Revision as of 14:26, 8 February 2023

Each face of two noncongruent parallelepipeds is a rhombus whose diagonals have lengths $\sqrt{21}$ and $\sqrt{31}$ . The ratio of the volume of the larger of the two polyhedra to the volume of the smaller is $\frac{m}{n}$ , where $m$ and $n$ are relatively prime positive integers. Find $m + n$ . A parallelepiped is a solid with six parallelogram faces such as the one shown below.

Solution 1 (3-d Vector Analysis)

Denote $\alpha = \tan^{-1} \frac{\sqrt{21}}{\sqrt{31}}$ . Denote by $d$ the length of each side of a rhombus.

Now, we put the solid to the 3-d coordinate space. We put the bottom face on the $x-O-y$ plane. For this bottom face, we put a vertex with an acute angle $2 \alpha$ at the origin, denoted as $O$ . For two edges that are on the bottom face and meet at $O$ , we put one edge on the positive side of the $x$ -axis. The endpoint is denoted as $A$ . Hence, $A = \left( d , 0 , 0 \right)$ . We put the other edge in the first quadrant of the $x-O-y$ plane.

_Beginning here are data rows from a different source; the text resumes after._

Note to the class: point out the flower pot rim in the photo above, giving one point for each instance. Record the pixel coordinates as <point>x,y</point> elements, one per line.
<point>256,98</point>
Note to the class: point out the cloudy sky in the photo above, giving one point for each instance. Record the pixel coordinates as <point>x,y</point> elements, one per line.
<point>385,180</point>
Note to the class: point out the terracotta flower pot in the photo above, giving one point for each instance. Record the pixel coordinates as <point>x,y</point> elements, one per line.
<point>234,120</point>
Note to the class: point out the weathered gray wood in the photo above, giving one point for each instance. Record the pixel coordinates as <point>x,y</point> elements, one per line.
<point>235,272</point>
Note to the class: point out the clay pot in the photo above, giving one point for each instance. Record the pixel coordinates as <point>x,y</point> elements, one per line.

The endpoint is denoted as $B$ . Hence, $B = \left( d \cos 2 \alpha , d \sin 2 \alpha , 0 \right)$ .

For the third edge that has one endpoint $O$ , we denote by $C$ its second endpoint. We denote $C = \left( u , v , w \right)$ . Without loss of generality, we set $w > 0$ . Hence, $u^2 + v^2 + w^2 = d^2 . \hspace{1cm} (1)$

We have $\begin{align*} \cos \angle AOC & = \frac{\overrightarrow{OA} \cdot \overrightarrow{OC}}{|OA| \cdot |OC|} \\ & = \frac{u}{d} , \hspace{1cm} (2) \end{align*}$ and $\begin{align*} \cos \angle BOC & = \frac{\overrightarrow{OB} \cdot \overrightarrow{OC}}{|OB| \cdot |OC|} \\ & = \frac{u \cos 2 \alpha + v \sin 2 \alpha}{d} . \hspace{1cm} (3) \end{align*}$

Case 1: $\angle AOC = \angle BOC = 2 \alpha$ or $2 \left( 90^\circ - \alpha \right)$ .

By solving (2) and (3), we get $\begin{align*} u & = \pm d \cos 2 \alpha , \\ v & = \pm d \cos 2 \alpha \frac{1 - \cos 2 \alpha}{\sin 2 \alpha} \\ & = \pm d \cos 2 \alpha \tan \alpha . \end{align*}$

Plugging these into (1), we get $\begin{align*} w & = d \sqrt{1 - \cos^2 2 \alpha - \cos^2 2 \alpha \tan^2 \alpha} \\ & = d \sqrt{\sin^2 2 \alpha - \cos^2 2 \alpha \tan^2 \alpha} . \hspace{1cm} (4) \end{align*}$

Case 2: $\angle AOC = 2 \alpha$ and $\angle BOC = 2 \left( 90^\circ - \alpha \right)$ , or $\angle BOC = 2 \alpha$ and $\angle AOC = 2 \left( 90^\circ - \alpha \right)$ .

By solving (2) and (3), we get $\begin{align*} u & = \pm d \cos 2 \alpha , \\ v & = \mp d \cos 2 \alpha \frac{1 + \cos 2 \alpha}{\sin 2 \alpha} \\ & = \mp d \cos 2 \alpha \cot \alpha . \end{align*}$

Plugging these into (1), we get $\begin{align*} w & = d \sqrt{1 - \cos^2 2 \alpha - \cos^2 2 \alpha \cot^2 \alpha} \\ & = d \sqrt{\sin^2 2 \alpha - \cos^2 2 \alpha \cot^2 \alpha} . \hspace{1cm} (5) \end{align*}$

We notice that $(4) > (5)$ . Thus, (4) (resp. (5)) is the parallelepiped with a larger (resp. smaller) height.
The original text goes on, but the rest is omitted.